Looking at other articles Craig has written for Compact, it becomes evident where he is coming from. As a graduate student at City University of New York with an interest in farmers’ resistance to big business and banks, he writes with great sympathy about their struggles. In like fashion, he looks with favor on Andrew Jackson’s “populist” fight against Nicholas Biddle and the Bank of the United States. 

But the farmers wanted an end to the “tight money” of the gold standard—think of William Jennings Bryan’s “cross of gold” speech—and for the most part they favored lunatic schemes of money and credit expansion. Jackson, by contrast, was a “hard money” man. Which of these views does Craig support, or does he have something else in mind? Without a carefully worked out economic theory, we will be lost. Rothbard did have such a theory, and in this way avoided the facile dismissal of ideology that beguiles Craig.

There is another area in which Craig goes too far with a valid point. He notes that the major institutions that give money to leftist ideas are using this support to add a gloss of legitimacy to their control of the economy. Those in charge of these institutions don’t sincerely care about these ideas, but support for them helps cement their control of the economy. (Yet don’t some of the elite really believe in “woke” programs?)

This argument hardly suffices to show the impotence of ideology. Businesses, even those that receive massive subventions from the state, respond to what their customers want. To the extent that proponents of “wokism” are able to exert pressure by threatening boycotts or economic sanctions, they can make their ideas influential.  When the pressure eases up, so does the money, as we can see in the vast fall-off of donations to Ibram X. Kendi’s quintessentially “woke” foundation. Precisely the point Craig stresses, that businesses want to maximize their power and wealth, does not show the impotence of ideology.

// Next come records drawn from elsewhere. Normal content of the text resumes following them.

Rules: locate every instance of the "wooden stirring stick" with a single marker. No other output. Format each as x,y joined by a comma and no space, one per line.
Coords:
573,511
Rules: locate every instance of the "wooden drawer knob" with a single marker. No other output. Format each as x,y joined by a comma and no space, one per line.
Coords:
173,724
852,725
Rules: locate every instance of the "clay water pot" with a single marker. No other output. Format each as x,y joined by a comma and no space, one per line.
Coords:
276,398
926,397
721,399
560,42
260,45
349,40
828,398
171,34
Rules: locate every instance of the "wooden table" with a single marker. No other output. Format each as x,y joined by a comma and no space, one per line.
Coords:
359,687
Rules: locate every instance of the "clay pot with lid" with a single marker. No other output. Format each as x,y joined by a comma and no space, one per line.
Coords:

A related difficulty in Craig’s view of ideology has to do with what he says about Roger Milliken. He quotes Brian Doherty’s Radicals for Capitalism, which notes that the textile magnate Milliken favored high tariffs—“as un-libertarian a cause as one could imagine”—but also gave money to the “pacifist-anarchist Robert LeFevre.” Craig finds Milliken guilty of “perfect cynicism,” but this probably isn’t true. Those acquainted with Milliken thought he really did support LeFevre’s ideas. Why, then, did he also favor high tariffs? I do not know the answer, but there is a point of logic that Craig has missed. If you support A and B, but A and B are inconsistent, that does not show that you “really” favor one of the ideas but support the other cynically. People often hold inconsistent beliefs, though for the most part they avoid confronting the inconsistency.